José Manuel de la Huerga
Menoscuarto Ediciones, Palencia, 2014, 218 páginas
En SolitarioS
José Manuel de la Huerga reúne dos novelas breves, escritas en épocas y
situaciones distintas de su proceso creativo. Ambas, tal como revela el autor,
estaban guardadas en el “cajón-limbo” de la espera. Cuando el escritor, en el
año 2011, percibió que las dos resistían su “núcleo de calor” que las podía
salvar del olvido, decidió publicarlas hermanadas en el mismo volumen de
Menoscuarto Ediciones. Son “Ultramarinos El Pez de Oro” y “Naipe de señoritas”.
El título que las arropa, SolitarioS,
un falso palíndromo, connota, ya desde el pórtico del volumen, la pluralidad
del material narrativo en distintos ámbitos:
dos novelas breves que soportan cualquier orden de lectura. Y así mismo,
pluralidad de personajes que comparten, no obstante, rasgos comunes: personajes
provincianos, solitarios, marginados, perdedores, más antihéroes que héroes;
las mismas coordenadas espacio temporales: finales de los años 60, en el tardofranquismo,
en una ciudad imaginaria, Barrio de Piedra, un lugar que aglutina calles y
plazas de varias ciudades castellano-leonesas.
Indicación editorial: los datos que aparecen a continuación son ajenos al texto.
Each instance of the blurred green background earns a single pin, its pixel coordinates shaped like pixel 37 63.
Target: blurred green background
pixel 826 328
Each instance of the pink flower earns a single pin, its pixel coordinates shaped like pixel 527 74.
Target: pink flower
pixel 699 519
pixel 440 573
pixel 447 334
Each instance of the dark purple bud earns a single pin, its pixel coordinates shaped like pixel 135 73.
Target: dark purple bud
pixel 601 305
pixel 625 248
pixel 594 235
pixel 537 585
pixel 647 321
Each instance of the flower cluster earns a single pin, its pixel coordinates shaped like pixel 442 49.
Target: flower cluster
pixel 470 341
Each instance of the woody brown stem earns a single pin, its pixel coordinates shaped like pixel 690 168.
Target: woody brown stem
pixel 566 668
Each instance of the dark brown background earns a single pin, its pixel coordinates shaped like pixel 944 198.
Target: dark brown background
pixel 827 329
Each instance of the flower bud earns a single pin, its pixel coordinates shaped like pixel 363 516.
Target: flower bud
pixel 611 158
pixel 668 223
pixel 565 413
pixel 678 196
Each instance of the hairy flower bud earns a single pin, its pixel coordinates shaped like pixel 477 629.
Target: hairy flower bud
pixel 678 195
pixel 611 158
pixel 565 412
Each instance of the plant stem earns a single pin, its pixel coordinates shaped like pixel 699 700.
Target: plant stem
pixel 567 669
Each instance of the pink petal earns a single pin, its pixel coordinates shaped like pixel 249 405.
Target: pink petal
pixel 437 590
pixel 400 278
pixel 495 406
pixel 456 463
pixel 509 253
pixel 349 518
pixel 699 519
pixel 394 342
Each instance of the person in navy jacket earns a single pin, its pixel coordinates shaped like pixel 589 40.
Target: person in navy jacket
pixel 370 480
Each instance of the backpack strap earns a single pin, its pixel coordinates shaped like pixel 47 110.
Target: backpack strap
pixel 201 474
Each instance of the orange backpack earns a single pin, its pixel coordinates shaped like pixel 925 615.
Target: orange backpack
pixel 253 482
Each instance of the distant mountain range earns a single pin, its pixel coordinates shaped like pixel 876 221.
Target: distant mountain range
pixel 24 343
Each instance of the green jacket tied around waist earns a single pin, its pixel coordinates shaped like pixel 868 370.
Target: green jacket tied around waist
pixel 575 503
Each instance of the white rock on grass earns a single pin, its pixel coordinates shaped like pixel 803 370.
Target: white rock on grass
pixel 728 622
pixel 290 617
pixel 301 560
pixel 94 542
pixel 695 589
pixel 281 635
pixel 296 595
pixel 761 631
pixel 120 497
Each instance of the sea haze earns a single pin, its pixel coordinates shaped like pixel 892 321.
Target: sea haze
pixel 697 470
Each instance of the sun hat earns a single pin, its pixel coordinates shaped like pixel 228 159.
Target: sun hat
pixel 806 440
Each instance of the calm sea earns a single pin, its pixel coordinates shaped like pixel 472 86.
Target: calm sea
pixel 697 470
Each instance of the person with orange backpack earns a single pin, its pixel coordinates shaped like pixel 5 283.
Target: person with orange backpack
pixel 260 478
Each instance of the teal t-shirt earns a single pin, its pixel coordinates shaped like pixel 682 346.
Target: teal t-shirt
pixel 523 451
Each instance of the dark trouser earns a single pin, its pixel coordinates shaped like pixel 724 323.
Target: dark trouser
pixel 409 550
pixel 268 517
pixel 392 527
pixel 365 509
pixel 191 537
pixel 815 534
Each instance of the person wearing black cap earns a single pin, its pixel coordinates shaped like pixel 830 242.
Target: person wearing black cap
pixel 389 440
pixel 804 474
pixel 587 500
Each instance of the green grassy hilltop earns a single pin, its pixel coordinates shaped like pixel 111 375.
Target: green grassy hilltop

También el mismo trasfondo de juego
de naipes, la misma columna vertebral en los dos relatos, ilustrada incluso con
imágenes cartománticas, si bien con distinta finalidad en cada una de las dos nouvelles.
La primera de ellas, “Ultramarinos El Pez de
Oro” da comienzo con varias escenas que pueden provocar cierta confusión
lectora, porque, a primera vista, el relato parece inclinarse por el camino de
las aventuras. Tras una prolepsis en la
que el autor nos muestra a los principales personajes, Berta y su hijo Cachelo
viajando en tren camino de Lisboa, el relato retrocede a un tiempo anterior. Berta
regenta una tienda de ultramarinos. A ella llega un viajero portugués representante
de bacalao. Berta se ofrece a echarle las cartas. Intiman, tienen una relación
amorosa en una noche presidida por el deseo. Berta queda embarazada. Espera una
niña, pero nace un niño, Ricardo, sordo severo, aunque la madre le bautiza
Cachelo, la única palabra portuguesa que conoce. En un programa de radio Berta
escucha que la cadencia de la lengua portuguesa es muy beneficiosa para que los
sordos severos recuperen el oído. Y un día, en el tren de medianoche, se
dirigen a Lisboa, porque además la madre está convencida de que cuando padre e
hijo se encuentren en Lisboa, el niño hablará.
Ya en Portugal, con los inesperados amigos,
con los libros, con la presencia, aunque no explícita de Fernando Pessoa y su
bellísimo Livro do desasosego, el
relato adquiere una fuerte tonalidad poética. En Portugal, callejeando por
Lisboa, por Chiado, Alfama, Cascais, Belém…, la magia envuelve a la madre y al
hijo que se comunican entre si por el tacto. El recitado de textos poéticos que
escucha Cachelo, será su gran terapia. La gran verdad: la constatación de que
la felicidad del encuentro está al final, cuando nos hayamos pasado la vida
buscando (página 133). Un relato pues que nada tiene que ver con los cuentos
maravillosos, irreales, sino con ese prodigio que son las capacidades ocultas
de los seres humanos y con los toques de la varita mágica de la suerte.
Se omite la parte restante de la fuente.